Ogunquit means beautiful place by the sea and when you visit, you'll understand why. Its fine sand beaches, art galleries, and summer theater have made Ogunquit a popular artist's community. Liberal attitudes and a respect for diversity assure that all who visit are welcome. Accordingly, beginning in the early 1900s, Ogunquit has become a destination for LGBT tourists, and features several gay owned hotels, restaurants, bars, theaters, and shops - most in the "Village" area of the town. 

Ogunquit is by all accounts a vibrant seasonal resort town, having separated from Wells in 1980, but has retained its charming qualities where one can enjoy simple pleasures at a peaceful pace. There is no better way to unwind and feel refreshed than to stroll along the "Marginal Way", a mile-plus walkway embracing the village of Ogunquits rocky cliffs. The spectacle of the sea and the rolling Atlantic is mesmerizing. This quaint little village has something to offer everyone, from countless fine restaurants, an abundant selection of gift shops, cozy inns and guesthouses, and art galleries, to performing arts theaters, including the Ogunquit Playhouse that attracts star-name entertainment. Visitors can enjoy sailing, deep-sea fishing, whale watching, or kayaking. You will feel refreshed and uplifted after vacationing at Ogunquit, suitably called by the native Indians, "beautiful place by the sea".

  • Ogunquit, the Indian translation of "beautiful place by the sea", was first a village within Wells, Maine, settled by the English in 1641. Fishing was the major means of livelihood. The first sawmill was established in 1686, and shipbuilding was developed. 
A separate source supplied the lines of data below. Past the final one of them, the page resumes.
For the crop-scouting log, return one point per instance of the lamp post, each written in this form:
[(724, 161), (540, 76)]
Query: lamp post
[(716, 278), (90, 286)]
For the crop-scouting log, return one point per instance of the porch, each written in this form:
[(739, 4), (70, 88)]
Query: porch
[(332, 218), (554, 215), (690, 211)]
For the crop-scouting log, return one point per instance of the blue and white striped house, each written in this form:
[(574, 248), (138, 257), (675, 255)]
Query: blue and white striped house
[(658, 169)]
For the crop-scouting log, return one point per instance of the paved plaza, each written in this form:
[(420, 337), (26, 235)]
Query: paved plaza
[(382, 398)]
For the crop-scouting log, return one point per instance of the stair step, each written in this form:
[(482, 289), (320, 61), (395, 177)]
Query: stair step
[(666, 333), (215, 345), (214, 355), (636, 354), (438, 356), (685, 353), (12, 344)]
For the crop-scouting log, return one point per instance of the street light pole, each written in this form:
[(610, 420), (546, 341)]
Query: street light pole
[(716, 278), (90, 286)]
  • Trading vessels traveled to Boston and the Caribbean laden with firewood and lumber, returning with sugar, molasses, rum and salt. In 1888, a bridge was built across the Ogunquit River, and the weatherbeaten and picturesque little village of Ogunquit, and vast stretch of pristine beach with glistening white sand, became an "artist paradise" and tourist area. 
  • By the end of the 19th century, Ogunquit had become a well-established artist colony.